作中では度々、「こんなことができるのは……」「あの事件の後、彼女は……」という形で名前が出てこず、代名詞として婉曲的にしか登場しない。どれもこれも『錆びまみれのバビロン』や『VSイマジネーター』で描かれた事件であるため、知ってさえいれば特に推理するまでもなく彼女が関係していることは理解できる。

だが逆に言ってしまえば、それらの作品を読んでいなければ何も理解できない。だからこそ敢えて書かせて貰った。どのように事件に関わってくるのかに関しては、本作を読んで確認して欲しい。

 

『スプーキーEと織機綺』の関係性については、上司と部下、主人と奴隷……等々様々な言い方ができる。どれにも共通して言えるのは、決して仲は良くなかったということと、綺がスプーキーEに依存していたということだろう。

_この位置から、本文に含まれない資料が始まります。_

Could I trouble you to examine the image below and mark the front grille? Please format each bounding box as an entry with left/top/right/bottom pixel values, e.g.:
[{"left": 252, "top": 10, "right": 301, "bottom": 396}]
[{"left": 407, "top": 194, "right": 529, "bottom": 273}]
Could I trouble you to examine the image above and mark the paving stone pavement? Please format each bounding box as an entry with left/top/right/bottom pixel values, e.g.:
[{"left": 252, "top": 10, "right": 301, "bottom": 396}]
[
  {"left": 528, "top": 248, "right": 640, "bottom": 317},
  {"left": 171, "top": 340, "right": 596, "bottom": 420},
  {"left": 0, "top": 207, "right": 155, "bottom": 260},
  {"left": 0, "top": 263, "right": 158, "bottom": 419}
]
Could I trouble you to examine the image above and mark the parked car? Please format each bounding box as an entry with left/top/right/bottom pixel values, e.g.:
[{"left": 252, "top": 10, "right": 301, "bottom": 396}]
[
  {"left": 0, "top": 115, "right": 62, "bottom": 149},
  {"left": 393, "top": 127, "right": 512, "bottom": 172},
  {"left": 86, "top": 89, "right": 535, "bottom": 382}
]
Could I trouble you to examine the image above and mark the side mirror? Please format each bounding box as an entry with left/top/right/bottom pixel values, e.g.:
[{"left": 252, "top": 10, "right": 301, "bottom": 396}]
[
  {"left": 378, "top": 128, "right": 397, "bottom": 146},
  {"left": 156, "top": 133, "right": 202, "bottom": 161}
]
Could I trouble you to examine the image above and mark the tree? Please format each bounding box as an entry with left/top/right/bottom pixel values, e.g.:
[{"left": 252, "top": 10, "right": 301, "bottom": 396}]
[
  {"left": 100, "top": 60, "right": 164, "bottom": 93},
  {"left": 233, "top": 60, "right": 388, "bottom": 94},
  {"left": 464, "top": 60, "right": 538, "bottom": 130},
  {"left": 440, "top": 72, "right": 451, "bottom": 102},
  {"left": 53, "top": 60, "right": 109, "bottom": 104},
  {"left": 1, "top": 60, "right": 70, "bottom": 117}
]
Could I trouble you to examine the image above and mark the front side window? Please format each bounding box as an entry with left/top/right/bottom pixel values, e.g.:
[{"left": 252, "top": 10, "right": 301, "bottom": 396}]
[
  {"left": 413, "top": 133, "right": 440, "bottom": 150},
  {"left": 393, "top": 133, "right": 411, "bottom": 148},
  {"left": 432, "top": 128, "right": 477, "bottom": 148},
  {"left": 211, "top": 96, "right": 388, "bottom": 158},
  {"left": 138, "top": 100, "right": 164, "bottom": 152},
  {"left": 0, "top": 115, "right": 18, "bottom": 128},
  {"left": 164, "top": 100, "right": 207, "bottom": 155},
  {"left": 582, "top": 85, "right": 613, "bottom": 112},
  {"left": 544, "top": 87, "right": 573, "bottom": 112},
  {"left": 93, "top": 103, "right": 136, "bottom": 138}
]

綺にとってスプーキーEの命令は絶対であったし、統和機構に所属している以上、裏切るということも絶望的だった……いや、裏切ろうということすら(正樹に出会うまでは)考えもしなかったはずだ。

しかし、彼女は正樹のために行動した。

そんな彼女が今、『スプーキーEの死亡』を調査しに来たポリモーグとの出会いによって、思い出したくもないであろうスプーキーEとの記憶と向き合うこととなる。そんな日常の中で違和感を覚えて、その違和感が事件の鍵を握っていると気付くとき、物語はクライマックスを迎える。

ブギーポップシリーズ――特に『VSイマジネーター』に思い入れがあればある程に、驚くことができる作品だったと思います。